In the episode, Darlene moves back in with her parents, Roseanne and Jackie reconcile, and Becky tells the family that she is becoming a surrogate. The episode received generally positive reviews from critics, and was watched live in the United States by 18.44 million viewers.

==Plot==
One week after Darlene and her kids, Harris and Mark, moved back in, Roseanne and Dan are still adjusting to not living alone. Now that there are kids in the house again, Dan tries to find where he hid his gun, and manages to find it. Roseanne finds out that Darlene didn't move in to take care of her and Dan as she had said, but that she actually moved in because she lost her job. Roseanne and Jackie are still mad at each other about the 2016 election, so Darlene tries to get them to work it out. Also, Becky announces to the family that she plans to become a surrogate, which Jackie supports, but Roseanne and Dan do not. Lastly, Roseanne and Jackie manage to reconcile, and Becky meets with Andrea, the woman for whom she plans to have the baby.

==Production==
===Development===
On April 28, 2017, it was announced that an eight episode limited series revival of Roseanne was in development. On May 16, 2017, it was announced that the revival was picked up by ABC, and would air sometime in 2018. The table read of the episode occurred on October 17, 2017.

===Casting===
When the revival was picked up by ABC, it was announced that the entire original cast would return, Roseanne Barr, John Goodman, Laurie Metcalf, Sara Gilbert, Lecy Goranson, and Michael Fishman, with Sarah Chalke returning for a different role. On September 7, 2017, it was announced that Ames McNamara had been cast as Mark. On September 21, 2017, it was announced that Emma Kenney would play Harris. On October 17, 2017, it was revealed that Jayden Rey would portray the role of Mary. On December 21, 2017, it was announced that Chalke would play Andrea.

===Release===
The episode aired alongside the second episode of the season, "Dress To Impress", as a one-hour special premiere. On February 15, 2018, ABC aired a special episode of 20/20, titled "Roseanne: The Return", which looked back at the history of the show, and featured the entire cast sharing information about the revival.

==Reception==
===Viewing figures===
In the United States, the episode was watched live by 18.44 million viewers, making it the most watched show of the night in terms of number of viewers. It was also the most watched show of the night in terms of 18-49 rating, with a 5.2, and in terms of ratings share, with a 21. Within seven days, the episode was watched by a total of 27.26 million viewers.
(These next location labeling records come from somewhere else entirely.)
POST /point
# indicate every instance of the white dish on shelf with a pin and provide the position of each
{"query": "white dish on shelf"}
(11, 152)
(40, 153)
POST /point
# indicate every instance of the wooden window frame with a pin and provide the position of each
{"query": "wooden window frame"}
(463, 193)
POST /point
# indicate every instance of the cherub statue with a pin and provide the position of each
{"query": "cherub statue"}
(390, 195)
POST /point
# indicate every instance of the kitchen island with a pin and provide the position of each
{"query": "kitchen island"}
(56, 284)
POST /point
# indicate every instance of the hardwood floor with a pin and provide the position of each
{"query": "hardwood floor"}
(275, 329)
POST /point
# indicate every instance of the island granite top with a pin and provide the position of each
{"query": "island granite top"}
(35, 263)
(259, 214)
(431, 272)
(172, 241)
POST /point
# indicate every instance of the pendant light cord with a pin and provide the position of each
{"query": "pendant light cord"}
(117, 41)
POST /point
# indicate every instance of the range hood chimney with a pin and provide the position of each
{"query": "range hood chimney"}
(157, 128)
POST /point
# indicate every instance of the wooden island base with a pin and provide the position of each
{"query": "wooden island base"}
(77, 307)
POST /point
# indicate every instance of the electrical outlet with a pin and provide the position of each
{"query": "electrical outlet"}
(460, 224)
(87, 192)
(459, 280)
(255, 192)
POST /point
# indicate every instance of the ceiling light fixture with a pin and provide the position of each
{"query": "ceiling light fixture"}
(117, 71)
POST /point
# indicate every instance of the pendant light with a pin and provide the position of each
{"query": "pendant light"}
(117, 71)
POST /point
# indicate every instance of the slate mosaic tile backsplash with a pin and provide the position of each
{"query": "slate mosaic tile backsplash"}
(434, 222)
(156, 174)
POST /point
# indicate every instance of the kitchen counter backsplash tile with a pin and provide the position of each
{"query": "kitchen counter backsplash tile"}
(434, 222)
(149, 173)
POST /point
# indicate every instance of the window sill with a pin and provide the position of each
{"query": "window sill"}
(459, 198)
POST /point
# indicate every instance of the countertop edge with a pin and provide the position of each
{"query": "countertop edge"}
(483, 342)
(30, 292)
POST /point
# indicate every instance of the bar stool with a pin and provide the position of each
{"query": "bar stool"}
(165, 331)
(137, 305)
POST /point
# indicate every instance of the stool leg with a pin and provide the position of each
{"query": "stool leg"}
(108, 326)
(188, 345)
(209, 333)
The number of live viewers was ten percent more than the original series finale, "Into That Good Night", in 1997, and the 18-49 rating was the highest for any comedy telecast since the eighth season premiere of The Big Bang Theory, "The Locomotion Interruption", in 2014. The 18-49 rating was also the highest for any Tuesday entertainment telecast in six years, and it was the second highest scripted telecast of the 2017–18 television season, behind only an episode of This Is Us, "Super Bowl Sunday", which aired immediately after Super Bowl LII.

===Critical response===
Kimberly Potts with Vulture said, "Times have changed, but the people haven’t, which is why it’s so good to have the Conners back." She also gave the episode 4 out of 5 stars.

Christine Laskodi with IGN said, "Classic Roseanne is still intact. If you were a fan of the original, it won't be a hard sell for you to comfortably enjoy it a second time around. If you're just discovering Roseanne for the first time, it will just feel comfortable. It's exactly the reboot that 2018 America needs." She also gave the episode a 7.5 out of 10.

The episode also received praise from President Donald Trump, who called Roseanne Barr to congratulate her on the success of the show, and the high ratings.